はじめてフリースクールを研究していた頃は『教育学用語辞典』の「バラバラであり多様」という定義が結構好きだった。まさしく「自由」という思いが感じられるからだ。
けれど、いろいろな文献/フリースクールを見るにつれ、いくらなんでもこの定義は適当すぎると思うようになった。自称「フリースクール」でも中身は普通の塾であるケースや、「丹波ナチュラルスクール」のように全く自由がないケースでも、「バラバラであり多様」だからいいじゃないか、となってしまいそうであるからだ。

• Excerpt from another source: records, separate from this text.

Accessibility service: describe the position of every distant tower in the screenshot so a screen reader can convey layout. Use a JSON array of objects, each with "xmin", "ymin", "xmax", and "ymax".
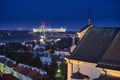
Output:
[{"xmin": 88, "ymin": 9, "xmax": 91, "ymax": 25}]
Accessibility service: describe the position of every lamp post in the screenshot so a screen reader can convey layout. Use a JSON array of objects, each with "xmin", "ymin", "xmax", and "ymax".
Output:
[{"xmin": 71, "ymin": 65, "xmax": 89, "ymax": 80}]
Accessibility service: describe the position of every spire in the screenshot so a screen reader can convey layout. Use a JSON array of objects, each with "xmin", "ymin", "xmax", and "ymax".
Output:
[{"xmin": 88, "ymin": 9, "xmax": 91, "ymax": 25}]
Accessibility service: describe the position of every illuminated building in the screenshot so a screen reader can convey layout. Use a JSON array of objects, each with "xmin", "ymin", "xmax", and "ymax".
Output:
[
  {"xmin": 33, "ymin": 22, "xmax": 66, "ymax": 32},
  {"xmin": 66, "ymin": 26, "xmax": 120, "ymax": 80}
]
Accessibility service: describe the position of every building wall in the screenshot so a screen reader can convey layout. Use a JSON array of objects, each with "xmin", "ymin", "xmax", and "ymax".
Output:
[{"xmin": 67, "ymin": 60, "xmax": 101, "ymax": 80}]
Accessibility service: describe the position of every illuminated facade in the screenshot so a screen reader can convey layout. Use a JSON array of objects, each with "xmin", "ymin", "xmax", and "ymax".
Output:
[{"xmin": 33, "ymin": 22, "xmax": 66, "ymax": 32}]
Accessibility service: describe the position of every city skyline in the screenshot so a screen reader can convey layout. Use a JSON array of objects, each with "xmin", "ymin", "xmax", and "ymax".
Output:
[{"xmin": 0, "ymin": 0, "xmax": 120, "ymax": 29}]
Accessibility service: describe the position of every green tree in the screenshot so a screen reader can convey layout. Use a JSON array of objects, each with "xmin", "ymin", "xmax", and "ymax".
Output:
[{"xmin": 60, "ymin": 61, "xmax": 67, "ymax": 80}]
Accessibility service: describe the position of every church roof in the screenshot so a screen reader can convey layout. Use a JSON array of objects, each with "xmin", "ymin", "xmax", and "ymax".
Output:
[
  {"xmin": 97, "ymin": 31, "xmax": 120, "ymax": 70},
  {"xmin": 69, "ymin": 27, "xmax": 120, "ymax": 70}
]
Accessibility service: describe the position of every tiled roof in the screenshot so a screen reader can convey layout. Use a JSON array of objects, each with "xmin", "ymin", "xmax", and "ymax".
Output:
[
  {"xmin": 69, "ymin": 27, "xmax": 118, "ymax": 63},
  {"xmin": 0, "ymin": 74, "xmax": 19, "ymax": 80}
]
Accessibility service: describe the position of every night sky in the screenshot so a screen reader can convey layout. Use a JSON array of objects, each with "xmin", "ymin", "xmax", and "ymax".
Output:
[{"xmin": 0, "ymin": 0, "xmax": 120, "ymax": 29}]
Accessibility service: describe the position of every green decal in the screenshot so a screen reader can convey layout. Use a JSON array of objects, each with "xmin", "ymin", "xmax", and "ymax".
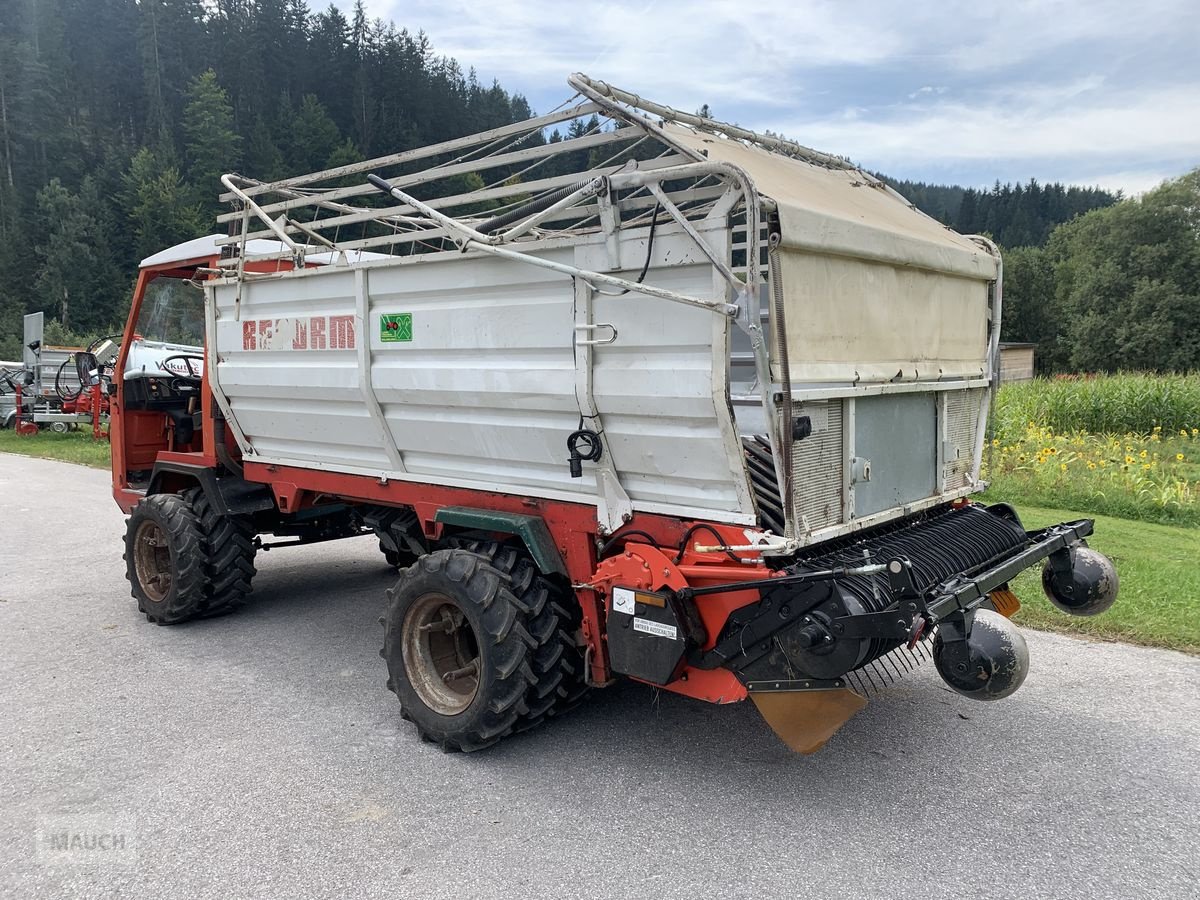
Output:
[{"xmin": 379, "ymin": 312, "xmax": 413, "ymax": 343}]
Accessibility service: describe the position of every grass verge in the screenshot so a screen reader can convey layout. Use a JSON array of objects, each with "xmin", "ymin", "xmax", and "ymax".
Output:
[
  {"xmin": 988, "ymin": 497, "xmax": 1200, "ymax": 654},
  {"xmin": 0, "ymin": 428, "xmax": 112, "ymax": 469}
]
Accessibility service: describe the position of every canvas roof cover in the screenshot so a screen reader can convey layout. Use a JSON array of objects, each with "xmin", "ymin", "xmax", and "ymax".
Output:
[{"xmin": 665, "ymin": 124, "xmax": 998, "ymax": 383}]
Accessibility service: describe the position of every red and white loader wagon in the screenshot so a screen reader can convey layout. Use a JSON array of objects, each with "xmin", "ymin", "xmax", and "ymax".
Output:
[{"xmin": 112, "ymin": 76, "xmax": 1117, "ymax": 751}]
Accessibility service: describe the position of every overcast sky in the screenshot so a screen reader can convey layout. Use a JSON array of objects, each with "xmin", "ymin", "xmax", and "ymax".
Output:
[{"xmin": 348, "ymin": 0, "xmax": 1200, "ymax": 193}]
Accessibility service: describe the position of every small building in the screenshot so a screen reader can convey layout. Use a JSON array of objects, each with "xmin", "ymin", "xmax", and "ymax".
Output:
[{"xmin": 1000, "ymin": 341, "xmax": 1037, "ymax": 384}]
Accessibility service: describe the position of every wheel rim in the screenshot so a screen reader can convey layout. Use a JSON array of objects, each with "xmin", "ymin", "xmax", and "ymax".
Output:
[
  {"xmin": 133, "ymin": 521, "xmax": 170, "ymax": 604},
  {"xmin": 403, "ymin": 593, "xmax": 479, "ymax": 715}
]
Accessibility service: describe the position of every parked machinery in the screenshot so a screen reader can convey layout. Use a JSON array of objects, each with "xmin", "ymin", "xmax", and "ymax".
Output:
[{"xmin": 113, "ymin": 76, "xmax": 1117, "ymax": 751}]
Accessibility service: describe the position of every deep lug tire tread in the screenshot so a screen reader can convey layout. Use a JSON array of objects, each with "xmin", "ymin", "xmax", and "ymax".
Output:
[
  {"xmin": 124, "ymin": 493, "xmax": 208, "ymax": 625},
  {"xmin": 448, "ymin": 536, "xmax": 590, "ymax": 731},
  {"xmin": 182, "ymin": 487, "xmax": 257, "ymax": 616},
  {"xmin": 382, "ymin": 548, "xmax": 536, "ymax": 752}
]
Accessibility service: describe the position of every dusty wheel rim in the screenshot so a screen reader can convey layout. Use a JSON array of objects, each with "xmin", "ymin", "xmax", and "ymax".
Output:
[
  {"xmin": 403, "ymin": 593, "xmax": 479, "ymax": 715},
  {"xmin": 133, "ymin": 521, "xmax": 170, "ymax": 604}
]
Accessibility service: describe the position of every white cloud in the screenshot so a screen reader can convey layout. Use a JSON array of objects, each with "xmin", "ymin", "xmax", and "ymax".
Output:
[
  {"xmin": 781, "ymin": 82, "xmax": 1200, "ymax": 167},
  {"xmin": 350, "ymin": 0, "xmax": 1200, "ymax": 191}
]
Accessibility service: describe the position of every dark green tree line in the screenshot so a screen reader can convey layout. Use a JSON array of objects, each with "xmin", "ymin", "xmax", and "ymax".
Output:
[
  {"xmin": 1003, "ymin": 169, "xmax": 1200, "ymax": 372},
  {"xmin": 0, "ymin": 0, "xmax": 532, "ymax": 358}
]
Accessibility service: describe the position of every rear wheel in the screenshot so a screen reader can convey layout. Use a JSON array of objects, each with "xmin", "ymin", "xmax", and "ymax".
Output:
[{"xmin": 380, "ymin": 547, "xmax": 586, "ymax": 751}]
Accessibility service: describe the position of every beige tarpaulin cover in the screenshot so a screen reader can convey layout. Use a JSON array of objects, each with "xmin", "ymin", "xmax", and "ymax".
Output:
[{"xmin": 666, "ymin": 125, "xmax": 997, "ymax": 382}]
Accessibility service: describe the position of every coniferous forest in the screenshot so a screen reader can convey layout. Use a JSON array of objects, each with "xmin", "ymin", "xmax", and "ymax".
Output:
[{"xmin": 0, "ymin": 0, "xmax": 1200, "ymax": 371}]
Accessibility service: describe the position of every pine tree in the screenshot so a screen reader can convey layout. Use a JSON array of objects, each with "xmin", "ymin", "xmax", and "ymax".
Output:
[{"xmin": 184, "ymin": 68, "xmax": 241, "ymax": 214}]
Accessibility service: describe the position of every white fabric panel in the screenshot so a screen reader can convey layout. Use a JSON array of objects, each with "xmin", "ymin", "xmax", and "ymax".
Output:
[{"xmin": 776, "ymin": 251, "xmax": 988, "ymax": 382}]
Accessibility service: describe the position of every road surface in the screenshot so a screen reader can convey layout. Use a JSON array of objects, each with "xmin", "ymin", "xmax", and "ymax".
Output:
[{"xmin": 0, "ymin": 455, "xmax": 1200, "ymax": 900}]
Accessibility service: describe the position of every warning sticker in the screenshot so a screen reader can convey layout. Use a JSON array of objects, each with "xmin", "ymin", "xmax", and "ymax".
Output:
[
  {"xmin": 634, "ymin": 618, "xmax": 679, "ymax": 641},
  {"xmin": 612, "ymin": 588, "xmax": 637, "ymax": 616},
  {"xmin": 379, "ymin": 312, "xmax": 413, "ymax": 343}
]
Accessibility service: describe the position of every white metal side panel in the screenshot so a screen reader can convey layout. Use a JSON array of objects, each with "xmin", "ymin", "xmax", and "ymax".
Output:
[
  {"xmin": 576, "ymin": 228, "xmax": 754, "ymax": 523},
  {"xmin": 216, "ymin": 269, "xmax": 388, "ymax": 470},
  {"xmin": 206, "ymin": 229, "xmax": 754, "ymax": 523},
  {"xmin": 367, "ymin": 248, "xmax": 585, "ymax": 499}
]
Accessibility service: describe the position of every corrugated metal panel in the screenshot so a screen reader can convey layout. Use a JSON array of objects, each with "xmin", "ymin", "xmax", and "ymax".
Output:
[
  {"xmin": 215, "ymin": 228, "xmax": 752, "ymax": 523},
  {"xmin": 792, "ymin": 400, "xmax": 846, "ymax": 532},
  {"xmin": 942, "ymin": 388, "xmax": 988, "ymax": 491}
]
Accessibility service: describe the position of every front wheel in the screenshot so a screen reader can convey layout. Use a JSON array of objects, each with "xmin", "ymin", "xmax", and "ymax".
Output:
[{"xmin": 125, "ymin": 493, "xmax": 208, "ymax": 625}]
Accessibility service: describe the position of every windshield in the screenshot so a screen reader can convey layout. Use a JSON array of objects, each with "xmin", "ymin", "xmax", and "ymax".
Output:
[{"xmin": 137, "ymin": 276, "xmax": 204, "ymax": 347}]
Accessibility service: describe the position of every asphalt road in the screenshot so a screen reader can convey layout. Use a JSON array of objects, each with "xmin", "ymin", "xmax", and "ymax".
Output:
[{"xmin": 0, "ymin": 455, "xmax": 1200, "ymax": 900}]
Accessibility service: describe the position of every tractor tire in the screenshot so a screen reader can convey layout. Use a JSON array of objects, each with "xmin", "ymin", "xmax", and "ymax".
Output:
[
  {"xmin": 182, "ymin": 487, "xmax": 257, "ymax": 616},
  {"xmin": 379, "ymin": 547, "xmax": 582, "ymax": 752},
  {"xmin": 125, "ymin": 493, "xmax": 208, "ymax": 625},
  {"xmin": 446, "ymin": 536, "xmax": 590, "ymax": 732}
]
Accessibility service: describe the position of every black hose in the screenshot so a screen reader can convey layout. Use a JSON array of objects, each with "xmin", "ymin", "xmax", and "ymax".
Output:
[
  {"xmin": 672, "ymin": 522, "xmax": 742, "ymax": 565},
  {"xmin": 54, "ymin": 354, "xmax": 83, "ymax": 402},
  {"xmin": 475, "ymin": 178, "xmax": 595, "ymax": 234},
  {"xmin": 596, "ymin": 528, "xmax": 656, "ymax": 558}
]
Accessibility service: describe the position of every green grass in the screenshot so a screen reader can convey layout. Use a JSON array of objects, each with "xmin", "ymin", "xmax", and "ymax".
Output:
[
  {"xmin": 992, "ymin": 372, "xmax": 1200, "ymax": 442},
  {"xmin": 0, "ymin": 428, "xmax": 110, "ymax": 469},
  {"xmin": 985, "ymin": 497, "xmax": 1200, "ymax": 654}
]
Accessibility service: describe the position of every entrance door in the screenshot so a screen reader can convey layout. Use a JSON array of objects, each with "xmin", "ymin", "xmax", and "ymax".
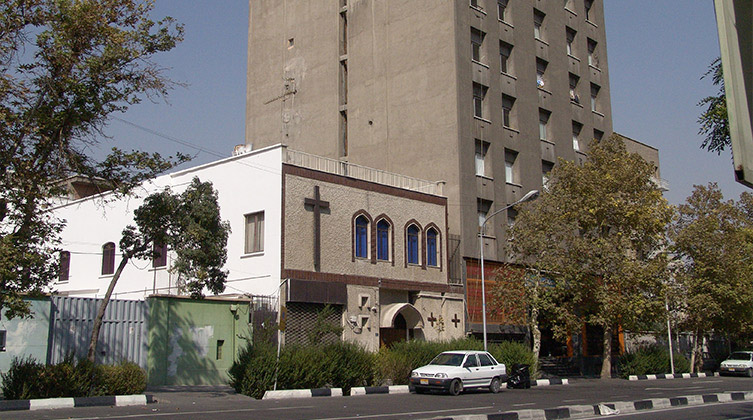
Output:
[{"xmin": 379, "ymin": 314, "xmax": 412, "ymax": 347}]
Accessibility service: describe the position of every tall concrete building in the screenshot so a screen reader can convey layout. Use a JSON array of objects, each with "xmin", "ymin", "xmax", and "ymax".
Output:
[{"xmin": 246, "ymin": 0, "xmax": 612, "ymax": 340}]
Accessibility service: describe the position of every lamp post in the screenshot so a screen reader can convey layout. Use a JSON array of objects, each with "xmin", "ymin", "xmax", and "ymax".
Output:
[{"xmin": 478, "ymin": 190, "xmax": 539, "ymax": 351}]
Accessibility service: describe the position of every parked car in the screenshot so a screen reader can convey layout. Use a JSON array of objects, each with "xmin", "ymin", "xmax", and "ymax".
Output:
[
  {"xmin": 410, "ymin": 350, "xmax": 507, "ymax": 395},
  {"xmin": 719, "ymin": 351, "xmax": 753, "ymax": 378}
]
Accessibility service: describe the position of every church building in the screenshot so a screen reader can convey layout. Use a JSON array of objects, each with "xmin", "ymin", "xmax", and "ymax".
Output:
[{"xmin": 54, "ymin": 145, "xmax": 465, "ymax": 351}]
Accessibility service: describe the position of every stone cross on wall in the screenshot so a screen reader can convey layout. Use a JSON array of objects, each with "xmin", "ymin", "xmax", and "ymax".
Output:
[{"xmin": 304, "ymin": 185, "xmax": 329, "ymax": 271}]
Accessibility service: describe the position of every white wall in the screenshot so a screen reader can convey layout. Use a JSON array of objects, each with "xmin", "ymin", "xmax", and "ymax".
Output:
[{"xmin": 52, "ymin": 145, "xmax": 283, "ymax": 299}]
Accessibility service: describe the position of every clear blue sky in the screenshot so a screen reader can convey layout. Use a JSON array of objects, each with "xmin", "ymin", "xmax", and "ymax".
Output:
[{"xmin": 102, "ymin": 0, "xmax": 745, "ymax": 204}]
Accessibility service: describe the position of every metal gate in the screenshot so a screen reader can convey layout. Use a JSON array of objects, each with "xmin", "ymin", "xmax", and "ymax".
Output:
[{"xmin": 47, "ymin": 296, "xmax": 148, "ymax": 369}]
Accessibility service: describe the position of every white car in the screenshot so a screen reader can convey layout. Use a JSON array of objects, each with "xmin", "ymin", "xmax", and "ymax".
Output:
[
  {"xmin": 410, "ymin": 350, "xmax": 507, "ymax": 395},
  {"xmin": 719, "ymin": 351, "xmax": 753, "ymax": 378}
]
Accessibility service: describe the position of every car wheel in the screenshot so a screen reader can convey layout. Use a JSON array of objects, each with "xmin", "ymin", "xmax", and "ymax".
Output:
[
  {"xmin": 489, "ymin": 378, "xmax": 502, "ymax": 394},
  {"xmin": 450, "ymin": 379, "xmax": 463, "ymax": 395}
]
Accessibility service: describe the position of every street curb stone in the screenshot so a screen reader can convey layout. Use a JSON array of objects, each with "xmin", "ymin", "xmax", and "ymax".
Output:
[
  {"xmin": 628, "ymin": 372, "xmax": 719, "ymax": 381},
  {"xmin": 435, "ymin": 391, "xmax": 753, "ymax": 420},
  {"xmin": 0, "ymin": 394, "xmax": 154, "ymax": 411},
  {"xmin": 262, "ymin": 388, "xmax": 343, "ymax": 400}
]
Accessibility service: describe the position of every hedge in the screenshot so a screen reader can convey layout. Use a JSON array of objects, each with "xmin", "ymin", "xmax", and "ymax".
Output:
[
  {"xmin": 617, "ymin": 345, "xmax": 690, "ymax": 379},
  {"xmin": 0, "ymin": 356, "xmax": 146, "ymax": 400},
  {"xmin": 228, "ymin": 338, "xmax": 537, "ymax": 398}
]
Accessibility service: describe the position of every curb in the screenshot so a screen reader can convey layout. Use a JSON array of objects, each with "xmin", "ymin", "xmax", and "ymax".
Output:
[
  {"xmin": 434, "ymin": 391, "xmax": 753, "ymax": 420},
  {"xmin": 0, "ymin": 394, "xmax": 154, "ymax": 411},
  {"xmin": 531, "ymin": 378, "xmax": 570, "ymax": 386},
  {"xmin": 628, "ymin": 372, "xmax": 719, "ymax": 381},
  {"xmin": 262, "ymin": 388, "xmax": 343, "ymax": 400},
  {"xmin": 350, "ymin": 385, "xmax": 410, "ymax": 397}
]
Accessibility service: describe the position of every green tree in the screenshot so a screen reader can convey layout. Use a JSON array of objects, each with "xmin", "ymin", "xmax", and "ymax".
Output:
[
  {"xmin": 511, "ymin": 136, "xmax": 673, "ymax": 378},
  {"xmin": 0, "ymin": 0, "xmax": 187, "ymax": 318},
  {"xmin": 670, "ymin": 183, "xmax": 753, "ymax": 371},
  {"xmin": 87, "ymin": 178, "xmax": 230, "ymax": 362},
  {"xmin": 698, "ymin": 58, "xmax": 732, "ymax": 155}
]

前に書いたフリースクールの説明でも書いたが、まだまだ制度が新しいためフリースクールの名称を〈言ったもの勝ち〉という状況になっている。はやく統一的なフリースクールの基準が必要であることを痛感している。もし基準を作る際は東京シューレのいう〈子ども中心主義〉の学びをフリースクールとするとよいであろうと思う(公立校/私立校が〈子ども中心主義〉を打ち出した場合、どうなるかとの疑問はあるが)。